Fonte: Universos – Língua Portuguesa – Ensino fundamental – Anos finais – 8º ano – Camila Sequetto Pereira; Fernanda Pinheiro Barros; Luciana Mariz. Edições SM. São Paulo. 3ª edição, 2015. p. 25-28.

Entendendo a divulgação:

01 – O que é a Europa Latina e qual sua importância para a língua portuguesa?

      A Europa Latina é a parte europeia que restou do Império Romano. É importante porque, embora o Império Romano tenha desaparecido como organização política, sua cultura continuou viva, e foi dela que se originaram as línguas latinas, incluindo o português.

02 – Quando e como os romanos invadiram a Península Ibérica?

      Os romanos invadiram a Península Ibérica entre 197 a.C. e 400 d.C. O motivo principal dessa invasão foi a ambição humana, e eles gradualmente submeteram a região, enfrentando resistência no norte, como a liderada por Viriato.

03 – Qual era a diferença entre Latim Culto e Latim Vulgar?

      O Latim Culto era a variedade formal da língua, dominada pela escrita e usada por aqueles com educação. O Latim Vulgar, por sua vez, era a língua falada cotidianamente pelas pessoas que, em sua maioria, não dominavam a escrita, e foi essa variedade que se espalhou e deu origem às línguas românicas.

04 – Por que é difícil estudar o Latim Vulgar diretamente através de textos?

      É difícil estudar o Latim Vulgar diretamente porque ele era uma língua essencialmente falada e utilizada por pessoas que não dominavam a escrita. Os textos latinos que sobreviveram são geralmente em Latim Culto, e mesmo quando há vestígios do Latim Vulgar (como em comédias romanas ou grafites), é preciso cautela, pois os autores podiam misturar as variedades.

05 – O que foi o período "Romance" na formação das línguas românicas?

      O período Romance foi uma fase intermediária, aproximadamente entre os anos 600 e 1000 d.C., entre o Latim Vulgar e o surgimento das línguas românicas. Nesse período, o Latim Vulgar já havia sofrido profundas alterações gramaticais e geográficas, mas ainda não era nenhuma das línguas românicas que conhecemos hoje.

06 – Quando se estima que o português "nasceu" como uma língua distinta?

      Estima-se que o português se formou por volta de 1200 d.C., ou seja, entre os séculos XII e XIII. Essa data é aproximada, marcada pelo momento em que documentos deixaram de ser escritos no Romance do Noroeste da Península e a língua que já era falada passou a ser registrada.

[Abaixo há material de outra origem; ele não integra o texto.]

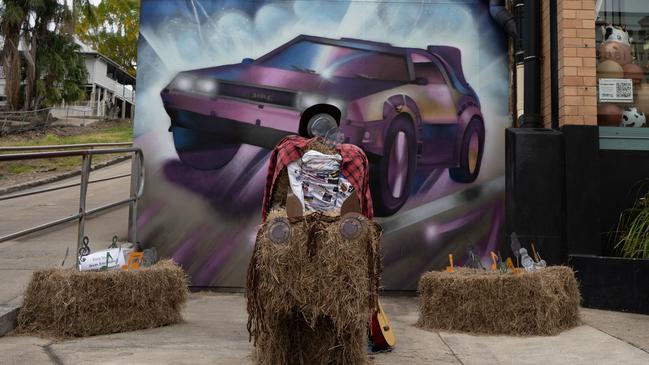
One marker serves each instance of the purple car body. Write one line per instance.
(407, 108)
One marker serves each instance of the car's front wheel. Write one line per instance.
(470, 154)
(203, 150)
(391, 175)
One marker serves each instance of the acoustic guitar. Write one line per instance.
(381, 332)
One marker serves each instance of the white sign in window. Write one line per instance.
(616, 90)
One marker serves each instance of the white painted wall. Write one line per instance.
(97, 68)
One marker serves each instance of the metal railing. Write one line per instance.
(85, 151)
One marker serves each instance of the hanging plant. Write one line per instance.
(633, 230)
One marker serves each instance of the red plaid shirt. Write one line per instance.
(354, 168)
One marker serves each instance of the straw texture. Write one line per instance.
(477, 301)
(65, 303)
(309, 298)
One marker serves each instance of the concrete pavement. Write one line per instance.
(19, 257)
(214, 330)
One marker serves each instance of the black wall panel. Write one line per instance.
(534, 190)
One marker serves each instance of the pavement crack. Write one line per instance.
(50, 353)
(621, 339)
(449, 348)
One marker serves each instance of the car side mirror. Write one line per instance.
(420, 81)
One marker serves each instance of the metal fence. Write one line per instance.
(85, 151)
(19, 121)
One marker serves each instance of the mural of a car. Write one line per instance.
(408, 108)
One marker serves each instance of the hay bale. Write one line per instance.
(67, 303)
(477, 301)
(309, 298)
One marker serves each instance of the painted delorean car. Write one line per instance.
(409, 109)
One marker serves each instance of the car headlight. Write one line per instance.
(206, 86)
(182, 83)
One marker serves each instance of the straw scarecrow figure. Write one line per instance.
(313, 278)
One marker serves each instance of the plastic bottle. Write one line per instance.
(526, 261)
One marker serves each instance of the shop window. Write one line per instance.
(622, 65)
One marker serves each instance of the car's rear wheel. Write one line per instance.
(203, 150)
(391, 175)
(470, 153)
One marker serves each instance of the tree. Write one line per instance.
(13, 15)
(112, 31)
(53, 67)
(44, 12)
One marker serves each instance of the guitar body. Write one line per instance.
(381, 332)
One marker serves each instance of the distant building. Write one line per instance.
(110, 90)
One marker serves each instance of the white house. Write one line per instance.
(109, 86)
(109, 89)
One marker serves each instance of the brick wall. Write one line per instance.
(577, 64)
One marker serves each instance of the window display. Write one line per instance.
(622, 67)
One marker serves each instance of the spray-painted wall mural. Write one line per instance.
(420, 86)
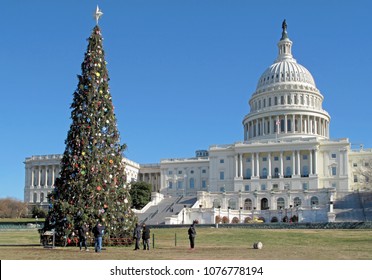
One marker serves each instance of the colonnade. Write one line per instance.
(41, 176)
(289, 123)
(302, 163)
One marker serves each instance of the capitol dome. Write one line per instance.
(286, 102)
(285, 71)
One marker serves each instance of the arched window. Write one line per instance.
(305, 171)
(216, 203)
(297, 201)
(280, 203)
(192, 183)
(276, 172)
(248, 173)
(248, 204)
(264, 172)
(314, 201)
(264, 204)
(288, 172)
(232, 203)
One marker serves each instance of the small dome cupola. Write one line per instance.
(285, 46)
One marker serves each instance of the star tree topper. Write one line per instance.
(97, 14)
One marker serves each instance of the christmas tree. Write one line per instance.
(92, 186)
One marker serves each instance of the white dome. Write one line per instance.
(286, 71)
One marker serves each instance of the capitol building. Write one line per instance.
(285, 169)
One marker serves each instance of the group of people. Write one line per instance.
(139, 232)
(143, 232)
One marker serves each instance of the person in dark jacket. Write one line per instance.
(82, 232)
(137, 236)
(192, 234)
(98, 232)
(146, 237)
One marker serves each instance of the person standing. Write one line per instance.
(98, 232)
(137, 236)
(82, 232)
(146, 237)
(192, 234)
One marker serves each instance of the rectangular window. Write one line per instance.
(204, 184)
(334, 171)
(180, 184)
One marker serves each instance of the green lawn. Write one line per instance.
(211, 243)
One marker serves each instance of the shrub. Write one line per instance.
(225, 220)
(235, 220)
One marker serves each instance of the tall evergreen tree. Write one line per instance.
(92, 183)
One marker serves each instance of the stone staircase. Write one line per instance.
(169, 206)
(354, 207)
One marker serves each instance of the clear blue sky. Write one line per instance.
(181, 72)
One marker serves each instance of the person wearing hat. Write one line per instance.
(192, 234)
(98, 232)
(145, 237)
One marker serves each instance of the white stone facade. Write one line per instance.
(287, 165)
(41, 172)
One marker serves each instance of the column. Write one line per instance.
(38, 176)
(315, 163)
(32, 177)
(248, 127)
(46, 176)
(281, 165)
(271, 125)
(285, 124)
(241, 165)
(308, 124)
(53, 175)
(236, 166)
(252, 163)
(269, 165)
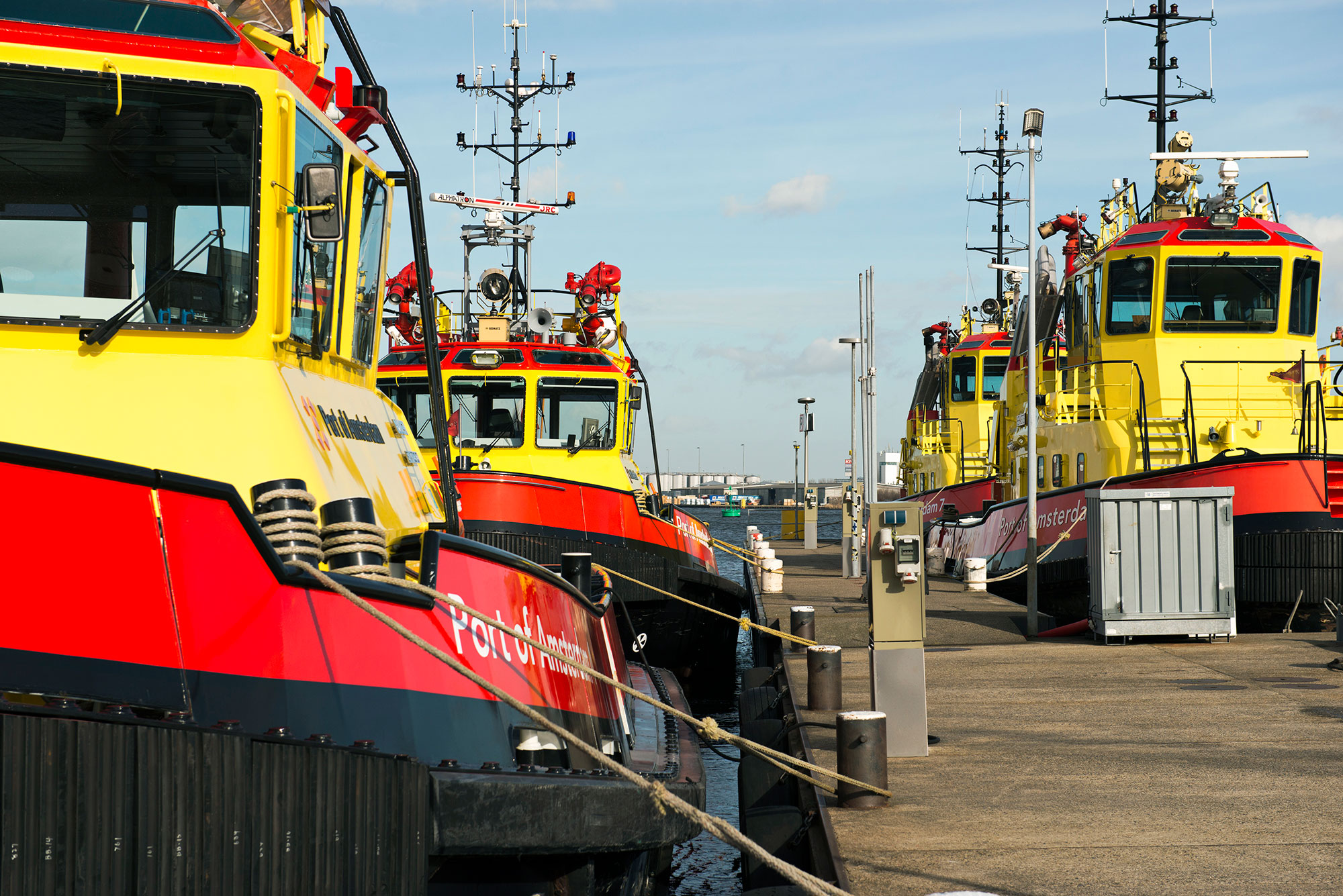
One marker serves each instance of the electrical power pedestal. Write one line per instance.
(896, 612)
(809, 519)
(851, 546)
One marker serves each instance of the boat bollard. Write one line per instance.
(977, 575)
(825, 678)
(577, 569)
(862, 754)
(802, 623)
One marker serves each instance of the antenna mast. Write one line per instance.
(1162, 101)
(1000, 164)
(516, 153)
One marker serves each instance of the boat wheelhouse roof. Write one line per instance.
(514, 356)
(1197, 231)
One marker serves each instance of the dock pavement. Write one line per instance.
(1068, 768)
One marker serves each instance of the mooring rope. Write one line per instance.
(663, 797)
(707, 726)
(741, 620)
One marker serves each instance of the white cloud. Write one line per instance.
(805, 195)
(1326, 231)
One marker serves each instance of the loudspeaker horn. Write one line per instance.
(539, 319)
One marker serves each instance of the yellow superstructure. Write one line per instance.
(950, 431)
(252, 361)
(518, 405)
(1185, 342)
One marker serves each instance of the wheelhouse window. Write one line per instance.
(315, 263)
(1306, 294)
(488, 411)
(964, 377)
(412, 396)
(1223, 293)
(1129, 295)
(369, 277)
(996, 368)
(147, 197)
(575, 412)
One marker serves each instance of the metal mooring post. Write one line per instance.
(862, 745)
(825, 678)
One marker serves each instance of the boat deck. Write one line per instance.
(1071, 768)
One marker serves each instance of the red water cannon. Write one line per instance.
(942, 333)
(594, 290)
(1071, 224)
(402, 290)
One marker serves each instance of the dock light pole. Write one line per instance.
(1033, 126)
(852, 560)
(809, 518)
(796, 481)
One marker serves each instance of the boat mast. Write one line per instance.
(1162, 102)
(1000, 164)
(516, 95)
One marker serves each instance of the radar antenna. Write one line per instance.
(1000, 164)
(1162, 102)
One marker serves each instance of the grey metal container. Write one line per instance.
(1161, 561)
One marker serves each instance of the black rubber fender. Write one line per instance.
(758, 703)
(762, 677)
(773, 828)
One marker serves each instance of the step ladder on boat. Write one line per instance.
(1334, 486)
(1168, 443)
(976, 466)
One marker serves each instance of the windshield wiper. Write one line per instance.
(103, 333)
(584, 444)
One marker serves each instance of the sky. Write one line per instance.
(743, 161)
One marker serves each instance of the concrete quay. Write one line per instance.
(1066, 768)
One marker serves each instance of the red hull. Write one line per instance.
(1289, 538)
(174, 601)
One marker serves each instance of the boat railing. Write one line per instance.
(1256, 392)
(1090, 400)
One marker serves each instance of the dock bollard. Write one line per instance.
(802, 623)
(825, 678)
(862, 754)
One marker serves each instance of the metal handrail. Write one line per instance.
(1142, 403)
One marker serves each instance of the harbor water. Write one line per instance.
(706, 864)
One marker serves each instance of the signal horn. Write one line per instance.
(539, 319)
(495, 286)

07 – Quais povos habitavam a Península Ibérica antes da chegada dos romanos, e qual deles conseguiu preservar sua língua?

      Antes dos romanos, a Península Ibérica era habitada por povos como os Bascos (ou Iberos), Celtas, Ambroilírios, Fenícios (ou Cartagineses) e Gregos. Desses, apenas os Bascos conseguiram preservar sua língua diante do avanço romano.

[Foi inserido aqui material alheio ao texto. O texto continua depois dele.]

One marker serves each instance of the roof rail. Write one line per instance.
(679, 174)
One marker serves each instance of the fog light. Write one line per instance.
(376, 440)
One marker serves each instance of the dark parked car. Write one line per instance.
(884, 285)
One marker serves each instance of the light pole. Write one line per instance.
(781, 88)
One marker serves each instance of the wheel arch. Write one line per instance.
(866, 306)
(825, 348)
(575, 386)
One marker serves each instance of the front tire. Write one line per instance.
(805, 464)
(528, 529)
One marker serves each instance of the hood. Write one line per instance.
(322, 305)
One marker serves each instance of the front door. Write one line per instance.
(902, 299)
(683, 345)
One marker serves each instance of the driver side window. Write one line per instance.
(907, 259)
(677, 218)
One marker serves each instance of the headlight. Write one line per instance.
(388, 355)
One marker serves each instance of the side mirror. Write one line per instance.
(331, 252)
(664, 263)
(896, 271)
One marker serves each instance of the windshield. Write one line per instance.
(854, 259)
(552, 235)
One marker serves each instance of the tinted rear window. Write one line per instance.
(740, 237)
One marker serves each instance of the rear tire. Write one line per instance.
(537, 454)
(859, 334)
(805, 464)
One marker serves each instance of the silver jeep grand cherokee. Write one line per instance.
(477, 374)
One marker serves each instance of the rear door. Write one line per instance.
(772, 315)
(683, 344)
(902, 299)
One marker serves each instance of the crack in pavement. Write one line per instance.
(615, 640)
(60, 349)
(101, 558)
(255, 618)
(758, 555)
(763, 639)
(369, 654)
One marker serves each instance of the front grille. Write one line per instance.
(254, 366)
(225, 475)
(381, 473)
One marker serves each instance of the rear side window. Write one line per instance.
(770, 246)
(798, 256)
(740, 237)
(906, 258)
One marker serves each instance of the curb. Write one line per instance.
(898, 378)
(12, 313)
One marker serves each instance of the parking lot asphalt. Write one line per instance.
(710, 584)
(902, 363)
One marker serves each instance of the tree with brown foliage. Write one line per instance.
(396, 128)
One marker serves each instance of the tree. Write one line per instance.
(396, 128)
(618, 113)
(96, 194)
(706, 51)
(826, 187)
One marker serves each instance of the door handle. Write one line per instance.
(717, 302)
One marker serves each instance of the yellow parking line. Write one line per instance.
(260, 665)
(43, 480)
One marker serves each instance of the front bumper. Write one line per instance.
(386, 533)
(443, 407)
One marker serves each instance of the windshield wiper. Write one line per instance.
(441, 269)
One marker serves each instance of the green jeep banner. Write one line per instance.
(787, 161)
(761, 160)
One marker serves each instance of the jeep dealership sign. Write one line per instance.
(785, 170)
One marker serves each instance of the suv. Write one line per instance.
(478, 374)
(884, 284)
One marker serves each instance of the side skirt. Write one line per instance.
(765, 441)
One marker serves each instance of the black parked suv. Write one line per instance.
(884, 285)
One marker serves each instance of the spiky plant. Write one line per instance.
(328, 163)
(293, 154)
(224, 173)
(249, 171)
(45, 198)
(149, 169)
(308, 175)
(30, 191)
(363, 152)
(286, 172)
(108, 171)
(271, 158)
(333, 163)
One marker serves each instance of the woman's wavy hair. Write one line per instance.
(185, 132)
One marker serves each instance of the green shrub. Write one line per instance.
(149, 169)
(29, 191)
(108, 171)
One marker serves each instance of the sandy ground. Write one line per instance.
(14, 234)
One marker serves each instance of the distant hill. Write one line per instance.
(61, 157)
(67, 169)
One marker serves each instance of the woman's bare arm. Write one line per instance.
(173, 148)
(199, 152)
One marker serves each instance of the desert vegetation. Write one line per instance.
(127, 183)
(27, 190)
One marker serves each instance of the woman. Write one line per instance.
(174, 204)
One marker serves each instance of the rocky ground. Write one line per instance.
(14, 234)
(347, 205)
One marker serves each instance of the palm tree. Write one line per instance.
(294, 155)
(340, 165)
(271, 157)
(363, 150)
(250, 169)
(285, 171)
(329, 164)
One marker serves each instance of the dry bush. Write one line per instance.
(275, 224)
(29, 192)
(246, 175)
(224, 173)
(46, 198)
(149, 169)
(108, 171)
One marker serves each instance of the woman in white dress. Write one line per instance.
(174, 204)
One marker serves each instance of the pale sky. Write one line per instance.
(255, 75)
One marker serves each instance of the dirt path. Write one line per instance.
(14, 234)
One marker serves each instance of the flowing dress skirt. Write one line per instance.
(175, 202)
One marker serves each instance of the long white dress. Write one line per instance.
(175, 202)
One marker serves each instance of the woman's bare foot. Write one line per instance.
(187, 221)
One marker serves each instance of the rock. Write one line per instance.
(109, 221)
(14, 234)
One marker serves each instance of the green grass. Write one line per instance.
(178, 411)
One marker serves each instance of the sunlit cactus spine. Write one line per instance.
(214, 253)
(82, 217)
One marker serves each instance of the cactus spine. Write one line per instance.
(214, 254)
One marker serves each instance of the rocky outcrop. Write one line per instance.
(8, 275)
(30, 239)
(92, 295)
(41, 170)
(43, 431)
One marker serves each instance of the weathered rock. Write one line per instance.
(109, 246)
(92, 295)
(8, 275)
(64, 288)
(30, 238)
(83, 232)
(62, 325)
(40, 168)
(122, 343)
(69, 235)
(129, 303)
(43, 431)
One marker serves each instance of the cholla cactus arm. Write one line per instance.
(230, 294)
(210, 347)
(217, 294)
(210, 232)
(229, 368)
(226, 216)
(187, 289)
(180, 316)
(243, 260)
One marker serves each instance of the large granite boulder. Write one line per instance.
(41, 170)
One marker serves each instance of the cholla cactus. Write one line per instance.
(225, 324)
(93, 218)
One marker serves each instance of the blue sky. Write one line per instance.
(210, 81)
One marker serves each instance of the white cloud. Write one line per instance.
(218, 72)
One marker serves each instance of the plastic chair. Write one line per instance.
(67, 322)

08 – Como a invasão dos povos germânicos e árabes influenciou a Península Ibérica após a romanização?

      Após a romanização, a Península Ibérica foi invadida pelos germanos, que desestabilizaram o Império Romano. Mais tarde, com o início da Era Moderna, os árabes também invadiram a região, alterando ainda mais o cenário cultural e linguístico.

09 – Quais instituições foram importantes para a tomada de consciência do português como uma nova língua na Idade Média?

      Duas instituições foram cruciais: os mosteiros (como os de Santa Cruz e Alcobaça), que realizavam traduções e disseminavam cultura, e a Corte, para onde convergiam os interesses nacionais e onde fidalgos e trovadores aprimoravam a língua literária.

10 – Qual o papel de autores como Camões e João de Barros na valorização da língua portuguesa?

      Autores como Camões e João de Barros desempenharam um papel fundamental na valorização do português. No século XVI, eles e outros gramáticos proclamaram as virtudes da língua pátria, defendendo sua capacidade de expressar sentimentos e ideias complexas, opondo-se àqueles que a consideravam inferior. João de Barros, em suas Décadas da Ásia, também evidenciava a relação entre a expansão do Império Português e a disseminação da língua.